Prep Time: 10 minutes minutes
Cook Time: 20 minutes minutes
Total Time: 30 minutes minutes
Course: Main Course
Cuisine: American, Mexican
Diet: Vegan
Keyword: Vegan Dinner, Vegan Meat
Servings: 6 tacos
1 kitchen towel clean
1 Large Bowl
1 Baking Sheet
- 2 20oz cans jackfruit
- ½ tbsp garlic powder
- ½ tbsp onion powder
- ½ tbsp cumin powder
- 2 tbsp soy sauce
- 1 orange juiced
- ¼ tsp salt
- 1 tbsp oil
Preheat oven to 400 °F
Canned Jackfruit: Open the 2 20oz cans jackfruit, drain and rinse. Use a clean kitchen towel to squeeze out the water and brine. Keep squeezing and twisting the towel to break apart the jackfruit.
Shred: Toss jack-fruit in a large bowl. Use clean hands to tear apart any large or hard pieces.

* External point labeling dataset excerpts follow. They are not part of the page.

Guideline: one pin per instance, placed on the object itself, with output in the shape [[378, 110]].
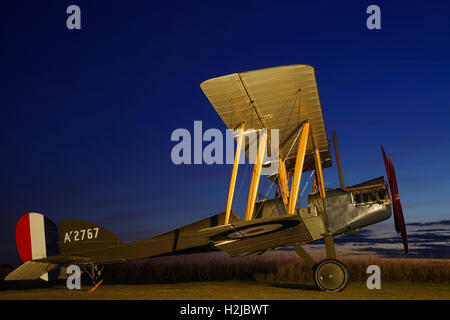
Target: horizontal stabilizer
[[31, 270]]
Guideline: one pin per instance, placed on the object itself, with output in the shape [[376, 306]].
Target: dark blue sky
[[86, 115]]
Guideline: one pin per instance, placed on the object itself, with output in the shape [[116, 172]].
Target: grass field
[[275, 275], [236, 290]]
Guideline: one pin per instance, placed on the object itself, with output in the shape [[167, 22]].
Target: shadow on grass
[[25, 285], [295, 286]]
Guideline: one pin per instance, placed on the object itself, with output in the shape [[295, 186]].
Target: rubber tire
[[322, 267]]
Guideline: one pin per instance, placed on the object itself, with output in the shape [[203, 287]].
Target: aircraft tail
[[37, 238], [78, 237]]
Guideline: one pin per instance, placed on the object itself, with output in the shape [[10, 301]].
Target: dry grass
[[272, 266]]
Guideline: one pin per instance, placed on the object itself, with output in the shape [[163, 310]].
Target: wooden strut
[[298, 168], [319, 174], [283, 179], [234, 173], [256, 175]]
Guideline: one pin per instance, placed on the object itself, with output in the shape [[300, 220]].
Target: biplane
[[284, 98]]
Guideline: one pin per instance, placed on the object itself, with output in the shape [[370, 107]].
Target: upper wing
[[257, 235], [274, 98]]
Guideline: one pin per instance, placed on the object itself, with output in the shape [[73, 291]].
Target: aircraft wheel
[[331, 275]]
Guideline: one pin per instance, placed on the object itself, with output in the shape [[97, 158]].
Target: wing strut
[[256, 175], [298, 167], [282, 175], [234, 173], [319, 174]]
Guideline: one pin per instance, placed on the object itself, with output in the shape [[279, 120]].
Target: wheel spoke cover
[[331, 275]]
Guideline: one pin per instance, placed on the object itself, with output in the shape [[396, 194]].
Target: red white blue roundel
[[255, 229]]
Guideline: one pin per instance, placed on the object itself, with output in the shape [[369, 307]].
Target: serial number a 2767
[[79, 235]]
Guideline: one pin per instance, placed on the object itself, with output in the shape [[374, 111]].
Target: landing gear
[[94, 273], [331, 275]]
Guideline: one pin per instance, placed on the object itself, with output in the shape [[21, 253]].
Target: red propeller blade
[[397, 205], [399, 220], [388, 173]]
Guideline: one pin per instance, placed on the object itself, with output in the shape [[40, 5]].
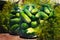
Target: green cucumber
[[28, 12], [14, 27], [18, 14], [30, 30], [34, 23], [24, 25], [15, 20], [43, 15], [34, 10], [37, 15], [25, 17], [46, 10]]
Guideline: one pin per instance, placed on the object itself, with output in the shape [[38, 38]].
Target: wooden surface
[[11, 37]]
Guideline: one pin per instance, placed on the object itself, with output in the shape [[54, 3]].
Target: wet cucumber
[[43, 15], [34, 11], [28, 12], [14, 27], [46, 10], [18, 14], [25, 17], [15, 20], [33, 23], [24, 25]]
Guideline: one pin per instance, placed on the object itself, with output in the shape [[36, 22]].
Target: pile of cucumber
[[25, 20]]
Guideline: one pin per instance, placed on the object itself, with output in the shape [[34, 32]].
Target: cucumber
[[34, 23], [30, 8], [18, 14], [30, 30], [51, 14], [33, 18], [12, 16], [25, 17], [43, 15], [34, 11], [28, 12], [37, 15], [24, 25], [15, 20], [46, 10], [14, 27]]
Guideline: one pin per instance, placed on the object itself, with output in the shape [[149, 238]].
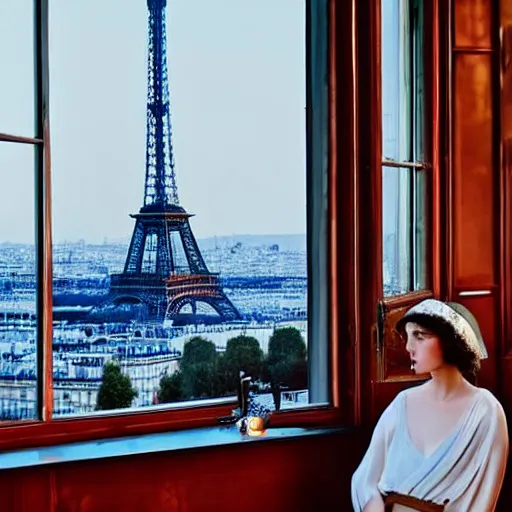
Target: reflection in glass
[[17, 86], [168, 304], [18, 365]]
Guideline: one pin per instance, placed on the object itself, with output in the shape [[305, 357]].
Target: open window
[[408, 106], [127, 288]]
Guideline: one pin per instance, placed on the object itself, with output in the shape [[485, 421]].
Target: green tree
[[116, 390], [170, 389], [286, 362], [199, 369], [242, 353]]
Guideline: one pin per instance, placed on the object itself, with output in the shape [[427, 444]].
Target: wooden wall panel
[[473, 20], [300, 475], [473, 172]]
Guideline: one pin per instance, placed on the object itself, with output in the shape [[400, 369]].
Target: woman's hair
[[455, 351]]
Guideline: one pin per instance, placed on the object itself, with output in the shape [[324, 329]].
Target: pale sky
[[237, 85]]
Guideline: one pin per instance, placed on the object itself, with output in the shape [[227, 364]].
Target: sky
[[237, 86]]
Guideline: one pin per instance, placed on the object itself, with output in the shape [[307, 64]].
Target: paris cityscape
[[143, 302]]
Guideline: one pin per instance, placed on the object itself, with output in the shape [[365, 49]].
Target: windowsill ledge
[[149, 443]]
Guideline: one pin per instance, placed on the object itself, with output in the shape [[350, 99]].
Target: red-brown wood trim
[[5, 137], [46, 380], [449, 220], [369, 197], [59, 431], [345, 326], [336, 364], [505, 163], [400, 301], [27, 434]]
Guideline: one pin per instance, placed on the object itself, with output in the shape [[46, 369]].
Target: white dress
[[467, 468]]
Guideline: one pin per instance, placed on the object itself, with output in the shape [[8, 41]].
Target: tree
[[199, 369], [242, 353], [170, 388], [286, 363], [116, 391]]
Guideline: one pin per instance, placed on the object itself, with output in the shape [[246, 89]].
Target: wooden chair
[[410, 501]]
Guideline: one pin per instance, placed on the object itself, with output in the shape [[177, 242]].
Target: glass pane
[[396, 80], [18, 282], [418, 91], [17, 86], [396, 230], [420, 224], [179, 254]]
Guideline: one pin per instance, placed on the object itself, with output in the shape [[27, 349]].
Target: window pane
[[396, 223], [170, 304], [418, 90], [17, 86], [396, 80], [18, 363], [403, 131], [420, 230]]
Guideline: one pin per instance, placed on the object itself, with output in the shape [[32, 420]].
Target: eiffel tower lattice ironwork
[[165, 274]]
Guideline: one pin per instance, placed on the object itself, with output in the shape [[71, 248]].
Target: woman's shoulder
[[488, 402]]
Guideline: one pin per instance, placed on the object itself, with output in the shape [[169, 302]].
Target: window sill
[[150, 443]]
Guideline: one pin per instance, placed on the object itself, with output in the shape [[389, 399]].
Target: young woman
[[444, 441]]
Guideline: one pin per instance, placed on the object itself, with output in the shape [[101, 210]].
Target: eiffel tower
[[165, 275]]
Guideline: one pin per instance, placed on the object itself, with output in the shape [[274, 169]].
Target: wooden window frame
[[370, 217], [342, 265]]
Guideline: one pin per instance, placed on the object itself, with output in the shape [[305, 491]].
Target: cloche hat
[[455, 315]]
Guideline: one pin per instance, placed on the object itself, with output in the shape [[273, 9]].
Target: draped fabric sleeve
[[483, 493], [366, 477]]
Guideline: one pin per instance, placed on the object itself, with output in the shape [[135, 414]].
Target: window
[[181, 250], [404, 166], [20, 153]]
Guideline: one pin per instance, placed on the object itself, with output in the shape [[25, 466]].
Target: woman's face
[[424, 348]]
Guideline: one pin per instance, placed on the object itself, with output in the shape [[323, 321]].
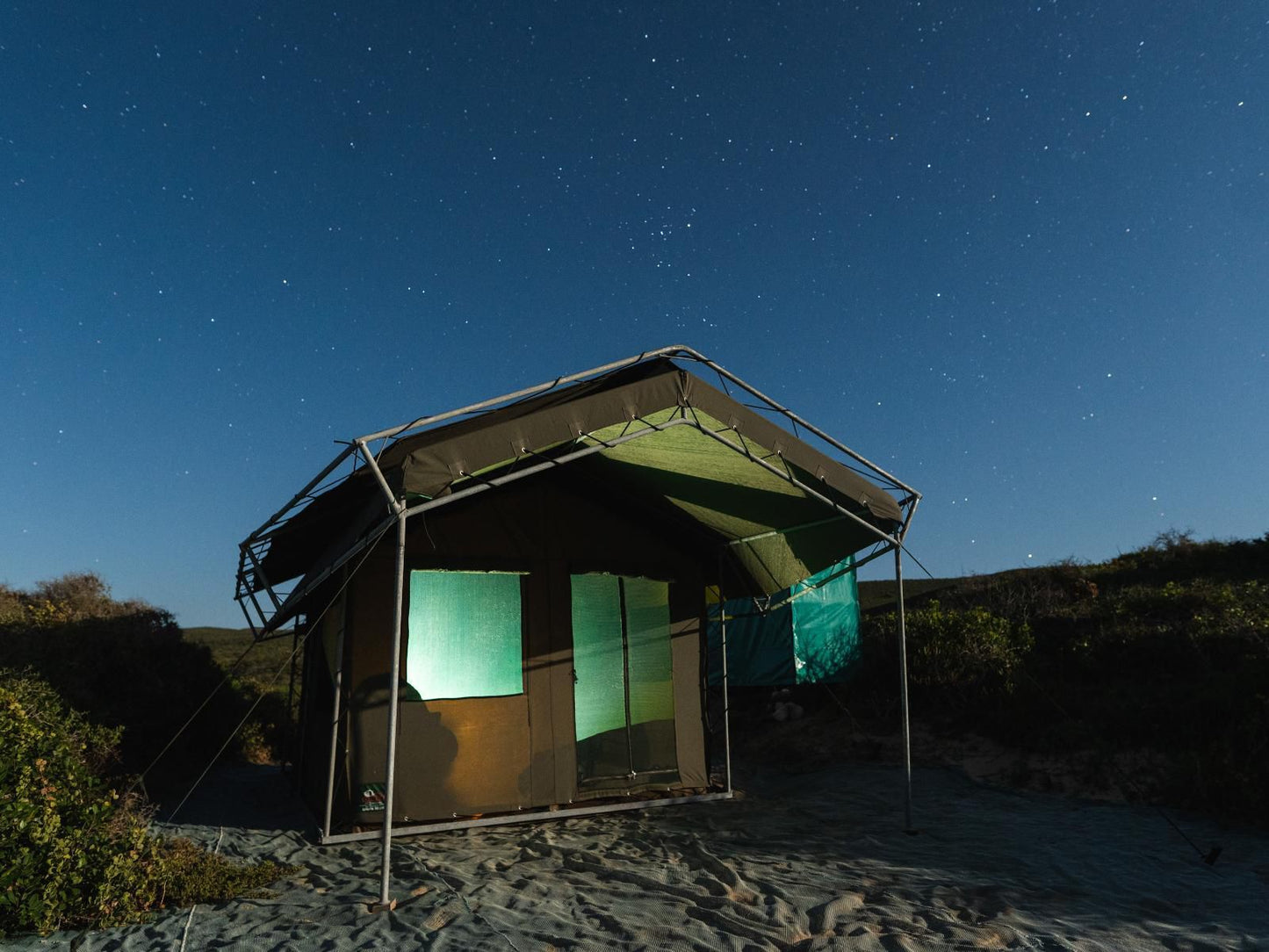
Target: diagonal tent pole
[[903, 690], [393, 698]]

Season: Add ½ tbsp garlic powder,½ tbsp onion powder, ½ tbsp cumin, 2 tbsp soy sauce, 1 orange juiced, ¼ tsp salt, and 1 tbsp oil. Mix until evenly combined with the shredded jackfruit.
Bake: In a baking sheet, spread the jackfruit and bake for 20 minutes, flipping half way through the cooking. The edges will crisp up when done.
Serve: Heat up some corn or flour tortillas to fill with jackfruit carnitas, serve with toppings of your choice.